Characterizing the new MBC C/2010 A2 LINEAR: When discovered in early 2010, this object had an orbit consistent with being a main belt comet, and an obvious debris or dust trail with a peculiar morphology, suggesting either a collision or Main Belt Cometary activity. Published observations of the angle of the tail placed the eruption at the beginning of 2009. Distinguishing between an MBC and an impact is important, because it would push the Solar System’s boundary for the presence of ice inward toward the Sun. We obtained Director’s Discretionary time on Gemini South to observe A2 Linear, and we also observed it from the NTT and the UH 2.2m.
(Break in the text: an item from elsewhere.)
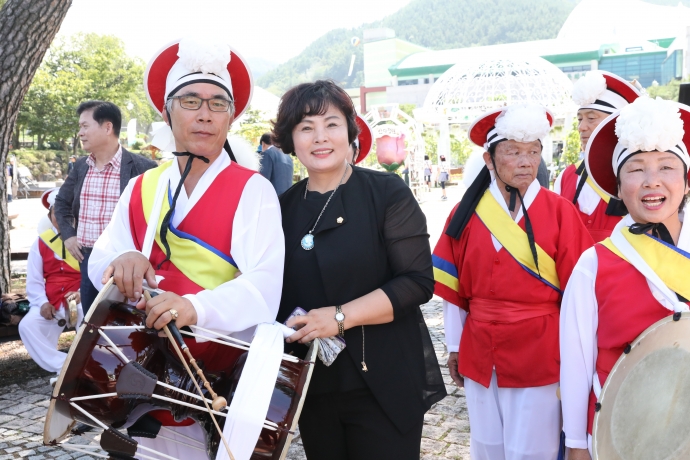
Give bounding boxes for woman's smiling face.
[618,151,688,223]
[292,105,350,173]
We modeled the precise shape of the trail, to see whether a cone-shaped expulsion could account for the shape of the observed dust distribution. We find that a conical eruption or collision event can indeed replicate our observations, and we find that the velocity, angle, and direction of the cone are well constrained (see figure). This work will be combined with published studies of collision debris profiles to make inferences about the composition of P/2010 A2 Linear. Furthermore, thermal models and dust-dynamical models are inconsistent with this being a thermally driven event. We expect to publish in early 2011.